Basically, if the Executive Branch says you’re guilty, that’s all the due process you need. Never mind a court, a trial by jury, or the notion that you’re innocent until proven guilty. The word of our government should be all that we require for any legal justifications.

The prospects for the information that Google Glass can provide to our government, which now reserves the right to detain us without charge (under the National Defense Authorization Act) and even immediately and covertly put an order out for our deaths, are terrifying, to say the least.


“In the past no government had the power to keep its citizens under constant surveillance. The invention of print, however, made it easier to manipulate public opinion, and the film and the radio carried the process further. With the development of television, and the technical advance which made it possible to receive and transmit simultaneously on the same instrument, private life came to an end.”

This dire prophecy is from Orwell’s 1984 and never before has this statement rang so true as today.
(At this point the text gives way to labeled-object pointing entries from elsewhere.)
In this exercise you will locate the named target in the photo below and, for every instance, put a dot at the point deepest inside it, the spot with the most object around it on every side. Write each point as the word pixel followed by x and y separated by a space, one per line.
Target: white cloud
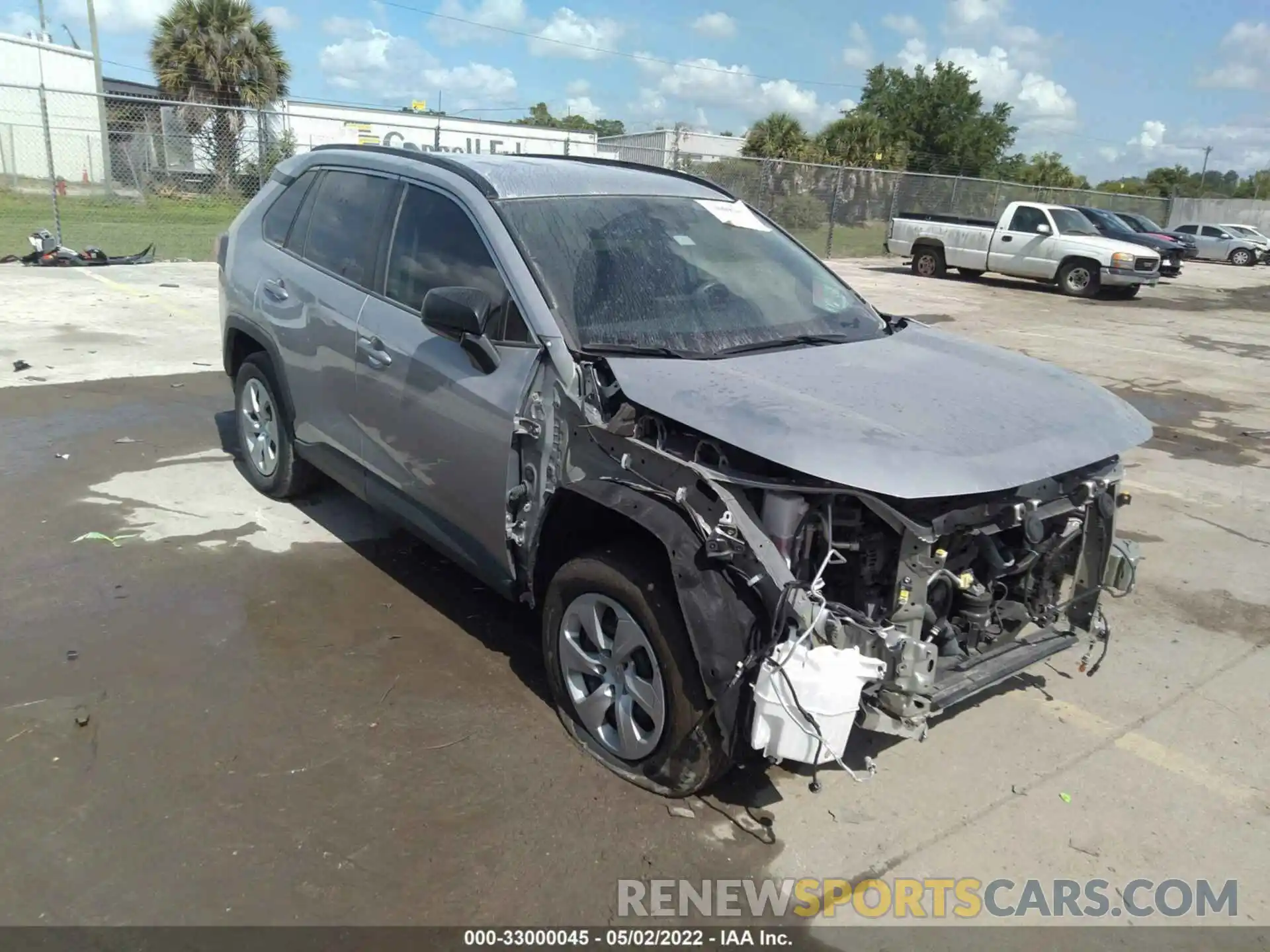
pixel 1152 135
pixel 718 26
pixel 913 54
pixel 583 107
pixel 389 67
pixel 114 16
pixel 19 23
pixel 280 18
pixel 708 83
pixel 503 15
pixel 568 34
pixel 859 55
pixel 1246 48
pixel 907 24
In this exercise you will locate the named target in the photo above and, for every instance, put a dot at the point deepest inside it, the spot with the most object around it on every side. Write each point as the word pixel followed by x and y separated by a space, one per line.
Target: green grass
pixel 118 226
pixel 849 240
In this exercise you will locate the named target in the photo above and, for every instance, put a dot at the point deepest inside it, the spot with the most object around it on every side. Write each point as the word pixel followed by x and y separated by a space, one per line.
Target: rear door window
pixel 347 222
pixel 282 212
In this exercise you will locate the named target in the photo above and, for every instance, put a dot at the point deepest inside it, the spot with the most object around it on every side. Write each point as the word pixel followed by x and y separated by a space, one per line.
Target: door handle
pixel 376 356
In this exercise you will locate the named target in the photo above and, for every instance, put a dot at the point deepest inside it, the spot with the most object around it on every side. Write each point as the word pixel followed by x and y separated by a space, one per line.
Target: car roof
pixel 546 175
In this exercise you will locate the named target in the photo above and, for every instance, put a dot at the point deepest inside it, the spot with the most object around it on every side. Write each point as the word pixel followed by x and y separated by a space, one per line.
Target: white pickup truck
pixel 1047 243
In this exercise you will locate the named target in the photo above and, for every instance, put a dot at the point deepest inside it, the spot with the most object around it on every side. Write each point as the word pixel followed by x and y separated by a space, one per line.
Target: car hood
pixel 915 414
pixel 1100 244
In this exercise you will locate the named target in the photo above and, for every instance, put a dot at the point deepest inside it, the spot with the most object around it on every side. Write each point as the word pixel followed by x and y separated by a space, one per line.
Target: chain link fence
pixel 175 175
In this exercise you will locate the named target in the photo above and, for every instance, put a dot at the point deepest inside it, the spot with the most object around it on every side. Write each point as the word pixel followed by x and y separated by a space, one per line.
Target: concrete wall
pixel 1236 211
pixel 319 124
pixel 73 114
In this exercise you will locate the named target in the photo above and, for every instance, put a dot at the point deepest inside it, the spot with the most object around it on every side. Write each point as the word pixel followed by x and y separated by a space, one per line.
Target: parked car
pixel 1144 225
pixel 1111 226
pixel 624 397
pixel 1248 231
pixel 1047 243
pixel 1217 243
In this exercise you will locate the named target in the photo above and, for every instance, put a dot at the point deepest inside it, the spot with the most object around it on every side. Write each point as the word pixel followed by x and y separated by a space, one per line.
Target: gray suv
pixel 628 400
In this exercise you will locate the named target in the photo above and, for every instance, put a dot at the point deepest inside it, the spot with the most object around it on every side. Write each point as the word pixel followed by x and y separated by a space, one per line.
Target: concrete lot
pixel 294 717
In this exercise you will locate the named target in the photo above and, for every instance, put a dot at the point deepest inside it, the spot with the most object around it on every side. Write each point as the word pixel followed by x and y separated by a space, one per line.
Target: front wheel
pixel 622 672
pixel 1079 280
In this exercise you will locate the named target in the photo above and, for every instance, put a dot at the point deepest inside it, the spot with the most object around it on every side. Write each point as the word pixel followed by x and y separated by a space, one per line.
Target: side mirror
pixel 462 313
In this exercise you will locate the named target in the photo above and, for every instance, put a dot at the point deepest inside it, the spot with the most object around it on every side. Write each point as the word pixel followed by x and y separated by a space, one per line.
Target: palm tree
pixel 219 54
pixel 779 136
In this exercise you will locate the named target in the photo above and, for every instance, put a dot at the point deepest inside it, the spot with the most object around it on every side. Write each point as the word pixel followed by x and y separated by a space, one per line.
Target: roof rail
pixel 638 167
pixel 441 161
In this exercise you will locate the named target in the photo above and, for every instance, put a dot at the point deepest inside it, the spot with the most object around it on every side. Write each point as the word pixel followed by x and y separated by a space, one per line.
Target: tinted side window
pixel 282 212
pixel 437 245
pixel 1027 219
pixel 347 222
As Wright wrote in his piece, in a way, Google Glasses are something “grimly inevitable.” It is not surprising that technology and access to the web has finally made the push not just to the tips of our fingertips but literally to right before our eyes at every moment. Not surprising, but worthy of resistance nonetheless. Wright notes,


“What will be lost with the proliferation of Google glasses, and what will be gained? Project Glass will not materially improve our lives. It will improve Google’s databases and make it easier to sell, sell, sell us more products and services. Ultimately, whatever the utopian rhetoric of Google’s cash-rich, sense-light engineering team, Project Glass will make you the easiest piece of meat to market to in history”

“BIG BROTHER IS WATCHING YOU,” Orwell wrote in 1984. For years, we’ve carried Big Brother around in our pockets, willingly giving up our information on the web and through our phones. Now, as those in the tech world clamor to be one of the lucky “bold, creative individuals” to get to try out Google Glass for free and before the wide-release, we will lose our last vestiges of privacy. Facecrime is no longer just a term in a book to describe an illegal act given away by a facial expression. Now, it has become our reality – our “augmented” reality.